The fraudsters had transferred the money from MobiKwik to PayTM. I tried to get PayTM’s attention on multiple social media platforms for three days. They finally replied and began corresponding via email. They took their time, but came back with 7 excel sheets of data on the fraudster’s PayTM wallets, registered mobile numbers and transactions. The fraudsters had transferred the money from PayTM to the following three bank accounts:

– India Post A/c 044810038102 IFSC Code IPOS0000001 Name: Hari (Bharatpur, Rajasthan).

– SBI A/c: 37103490904 IFSC Code SBIN0031068 Name: Prasant (SBI Branch – Kaman, Dist. Bharatpur, Rajasthan)

– SBI a/c: 38468506036 IFSC Code SBIN0031068 Name: Ravi (SBI Branch – Kaman, District Bharatpur, Rajasthan).

I contacted India Post’s Bharatpur Branch and provided them all the evidence along with FIR copies.
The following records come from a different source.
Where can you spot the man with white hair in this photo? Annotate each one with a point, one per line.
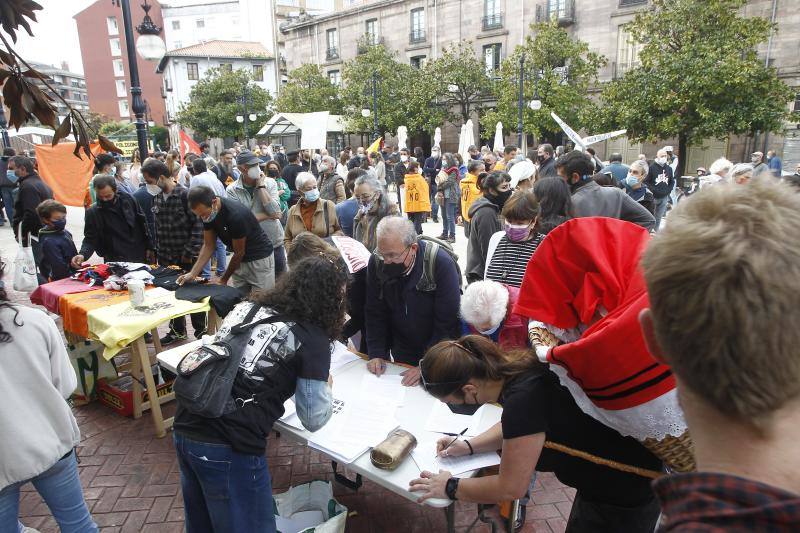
(487, 309)
(413, 298)
(660, 181)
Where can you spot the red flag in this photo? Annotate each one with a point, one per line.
(583, 265)
(188, 145)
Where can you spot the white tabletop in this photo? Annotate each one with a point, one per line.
(412, 416)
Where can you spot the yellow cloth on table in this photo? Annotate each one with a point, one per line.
(118, 325)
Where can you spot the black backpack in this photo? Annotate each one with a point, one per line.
(206, 374)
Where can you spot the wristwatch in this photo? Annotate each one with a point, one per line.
(451, 487)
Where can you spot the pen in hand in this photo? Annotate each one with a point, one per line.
(452, 441)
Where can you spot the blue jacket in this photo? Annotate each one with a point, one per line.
(58, 249)
(406, 321)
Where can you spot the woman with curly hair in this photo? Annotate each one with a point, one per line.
(224, 476)
(38, 432)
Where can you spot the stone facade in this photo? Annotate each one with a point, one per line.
(506, 23)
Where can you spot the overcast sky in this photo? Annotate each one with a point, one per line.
(55, 34)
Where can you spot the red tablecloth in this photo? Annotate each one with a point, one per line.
(48, 294)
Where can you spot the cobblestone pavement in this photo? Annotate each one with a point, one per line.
(131, 480)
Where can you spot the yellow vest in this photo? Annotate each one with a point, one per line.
(469, 193)
(417, 198)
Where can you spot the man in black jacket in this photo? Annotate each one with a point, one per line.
(115, 227)
(660, 180)
(32, 191)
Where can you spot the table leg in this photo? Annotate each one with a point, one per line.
(152, 392)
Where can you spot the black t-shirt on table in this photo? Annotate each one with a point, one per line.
(235, 221)
(537, 403)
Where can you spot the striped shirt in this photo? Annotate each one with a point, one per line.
(510, 259)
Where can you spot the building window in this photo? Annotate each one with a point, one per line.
(627, 52)
(491, 58)
(417, 34)
(334, 76)
(332, 38)
(113, 29)
(258, 72)
(119, 70)
(492, 17)
(371, 31)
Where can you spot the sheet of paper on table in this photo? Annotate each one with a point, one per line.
(425, 457)
(443, 420)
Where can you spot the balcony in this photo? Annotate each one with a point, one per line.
(492, 22)
(561, 11)
(417, 36)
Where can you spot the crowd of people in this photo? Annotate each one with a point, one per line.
(271, 223)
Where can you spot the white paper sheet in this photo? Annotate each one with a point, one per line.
(443, 420)
(425, 457)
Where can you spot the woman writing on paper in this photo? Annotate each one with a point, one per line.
(536, 410)
(224, 476)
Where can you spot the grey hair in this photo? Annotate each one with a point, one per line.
(397, 226)
(384, 202)
(484, 301)
(720, 165)
(302, 179)
(641, 165)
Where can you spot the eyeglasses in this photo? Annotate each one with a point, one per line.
(392, 258)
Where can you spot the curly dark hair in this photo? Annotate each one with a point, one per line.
(312, 292)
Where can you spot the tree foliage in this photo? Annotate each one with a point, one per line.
(562, 90)
(700, 75)
(307, 91)
(458, 67)
(215, 101)
(404, 98)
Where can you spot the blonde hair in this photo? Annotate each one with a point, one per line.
(724, 283)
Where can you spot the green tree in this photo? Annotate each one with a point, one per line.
(215, 101)
(459, 69)
(565, 69)
(307, 91)
(700, 76)
(403, 97)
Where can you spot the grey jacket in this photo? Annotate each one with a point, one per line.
(484, 222)
(592, 200)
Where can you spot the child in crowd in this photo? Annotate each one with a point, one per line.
(56, 242)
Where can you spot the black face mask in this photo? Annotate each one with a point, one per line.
(501, 198)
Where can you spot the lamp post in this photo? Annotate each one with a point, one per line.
(148, 47)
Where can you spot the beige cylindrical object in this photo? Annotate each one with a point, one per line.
(390, 453)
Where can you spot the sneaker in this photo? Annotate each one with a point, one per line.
(172, 337)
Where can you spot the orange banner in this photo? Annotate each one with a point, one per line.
(67, 175)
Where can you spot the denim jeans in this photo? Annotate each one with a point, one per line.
(8, 201)
(224, 490)
(61, 490)
(221, 257)
(449, 218)
(661, 209)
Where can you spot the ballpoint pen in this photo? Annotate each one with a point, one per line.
(452, 441)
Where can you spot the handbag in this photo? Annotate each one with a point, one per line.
(25, 278)
(206, 374)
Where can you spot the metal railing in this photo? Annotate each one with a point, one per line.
(492, 22)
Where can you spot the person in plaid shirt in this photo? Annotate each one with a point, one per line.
(723, 280)
(178, 236)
I was pleasantly surprised to receive an email from the branch manager within 24 hours, informing me that they have debit-freezed the account. 

I did not receive any reply from SBI’s grievance redressal team.

I summarized all this evidence in an email and sent it to the cops, as well as ICICI’s back-end team that handles disputes. They closed my case and refused to forego the charges. I have now raised a complaint with RBI’s ombudsman website.

The cops extracted the information on the cell numbers which were used to make the calls as well as the one on which the wallet was registered. The numbers were registered in Odisha, although it is evident that the scam was orchestrated from Rajasthan. There is no way to know if the people in who’s name the cell numbers are registered are indeed the fraudsters.

My takeaway from this ordeal:

The government may well want to push digitization and cashless payment on its citizens, but without investigative agencies upgrading their infrastructure and training, millions of less sophisticated and technically inept citizens will continue to be victims of fraudsters who are openly operating with impunity.